Henry Kaiser actually managed to turn Brewster around, to a degree. But when he was called on to more urgent tasks, it collapsed back into incompetence and ruin, a tale told well by WWII After WWII.

It’s not all tanks, airplane factories, and German missile technology at WWII After WWII. If you’re interested in small arms, here’s some insight on the postwar careers of the British Lanchester submachine gun (which sailed on into the 1970s with the Royal Navy, and had several foreign connections), and the German StG 44 in Africa, and an interesting case study of German weapons in Viet Cong use.

7 thoughts on “Wednesday Weapons Website of the Week: WWII after WWII

  1. aGrimm

    Convinced the C-Rats we had in Nam were surplus from WWII. Did some homework…

    C-Ration Pound Cake: The little known history of the pound cake found in the C-Rats’ issued in WWII, Korea and Nam.

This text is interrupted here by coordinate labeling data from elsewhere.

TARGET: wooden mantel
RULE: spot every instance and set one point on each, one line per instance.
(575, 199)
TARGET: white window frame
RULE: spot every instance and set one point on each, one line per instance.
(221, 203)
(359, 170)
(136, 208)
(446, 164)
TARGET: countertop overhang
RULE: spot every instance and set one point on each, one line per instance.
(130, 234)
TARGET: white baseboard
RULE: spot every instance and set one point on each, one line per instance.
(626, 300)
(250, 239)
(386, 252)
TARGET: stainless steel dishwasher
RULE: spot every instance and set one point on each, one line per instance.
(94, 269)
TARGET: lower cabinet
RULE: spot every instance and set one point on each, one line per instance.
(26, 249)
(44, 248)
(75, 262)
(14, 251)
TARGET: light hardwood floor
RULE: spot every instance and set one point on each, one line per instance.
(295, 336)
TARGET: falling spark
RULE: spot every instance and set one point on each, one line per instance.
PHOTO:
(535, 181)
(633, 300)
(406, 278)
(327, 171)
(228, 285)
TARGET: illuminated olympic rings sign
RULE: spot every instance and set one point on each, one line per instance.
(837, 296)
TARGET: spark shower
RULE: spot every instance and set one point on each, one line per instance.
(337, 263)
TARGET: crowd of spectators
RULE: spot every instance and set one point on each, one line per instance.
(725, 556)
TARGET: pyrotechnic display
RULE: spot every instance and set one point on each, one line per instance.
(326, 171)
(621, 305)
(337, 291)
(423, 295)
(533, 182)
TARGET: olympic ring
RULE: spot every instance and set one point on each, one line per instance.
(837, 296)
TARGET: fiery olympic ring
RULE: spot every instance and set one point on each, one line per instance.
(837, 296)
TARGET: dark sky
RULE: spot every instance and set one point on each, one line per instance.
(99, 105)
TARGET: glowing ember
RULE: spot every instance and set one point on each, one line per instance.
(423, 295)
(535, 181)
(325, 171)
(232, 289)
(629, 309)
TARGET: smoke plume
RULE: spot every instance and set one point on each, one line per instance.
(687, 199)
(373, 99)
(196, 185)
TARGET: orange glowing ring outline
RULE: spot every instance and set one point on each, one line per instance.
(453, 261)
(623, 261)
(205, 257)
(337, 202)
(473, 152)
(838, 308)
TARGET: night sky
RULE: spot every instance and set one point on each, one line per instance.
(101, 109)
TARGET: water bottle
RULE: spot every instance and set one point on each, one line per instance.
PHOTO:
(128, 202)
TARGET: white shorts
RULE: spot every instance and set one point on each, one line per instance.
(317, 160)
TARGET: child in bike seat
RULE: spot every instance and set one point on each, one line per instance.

    The root of the Pud bush has an extraordinary flavor when properly extracted. It also acts as a preservative. Properly extracting the flavor initially requires that the root be handled carefully to maturity. A younger, firmer root is required as an old, soft root won’t produce the essence. The root is then alternately squeezed and mashed to milk the root’s essence. This can only be done by hand. Made into a cake, this tasty Pud extract flavored cake became known as pound cake due to the rhythmic pounding needed to extract the essence.
    In peacetime the military usually has enough Pud extract on hand by imposing production quotas on the services. The best quality Pud extract is made at the Pentagon. However, during WWII it was difficult to amass enough Pud root extract to make enough pound cake to keep up with soldiers’ demand. Millions of volunteer 4F’s and Army clerks came to the rescue during a rally called “Pound the Pud” day held in San Francisco. San Francisco regularly holds remembrance rallies of this revered outpouring of support for the troops.
    12,500,000 cases of pound cake survived from WWII and with its long shelf life, they were subsequently used in Korea and Nam. In Korea, US Army soldiers particularly liked it frozen and would shape it like a popsicle to remind them of blissful days at home. Many of these vets became successful ice-cream truck entrepreneurs. Vietnam soldiers found that soaking it in the monsoon rains or rice paddies helped to enhance the flavor. This was done by forming the pound cake into the shape of a Dr. Scholl’s pad and inserting it in their boots. Unfortunately due to this practice, a lot of Vietnam vets developed Plantar Tarsal Sole Degeneration (PTSD) which is characterized by a shoe fetish and begging on street corners.
    C-Rat pound cake ages like a fine wine with a bad cork. It goes well with C-Rat peaches and was particularly favored by Army soldiers who would get a rush as the juice dribbled down their chins. It is believed the Marines’ ooo-rah expression was first uttered when two Marine’s first tasted this treat and it became their rhythmic chant when pounding the Pud root prior to making more pound cake. Navy personnel are adept at pounding the Pud root in rhythm with the ship’s engine and remain a major source of Pud extract production even today. Strangely, Air force personnel cannot get the hang of pounding the Pud root properly and have poor production levels.
    A recipe is available whereby you can make your own pound cake – and eat it too! Happy Pud pounding.
    Next: the history of Spam

  2. redc1c4

    well, this saves me the trouble of getting around to e-mailing you a link to the page…


  3. Desertrat

    I recall a news article from 1952 or 1953 commenting on a union strike at an ammo manufacturing plant near Texarkana, and a shortage of ammo in Korea. Sorry; don’t recall the details.

  4. Badger

    I’m one of those who included the local Army/Navy store in their (at least) weekly shelf-check; usually more often as, with only a 1-block detour, it was on the foot/bike route home from high school. Oh, the wonders. Thanks for the link & review.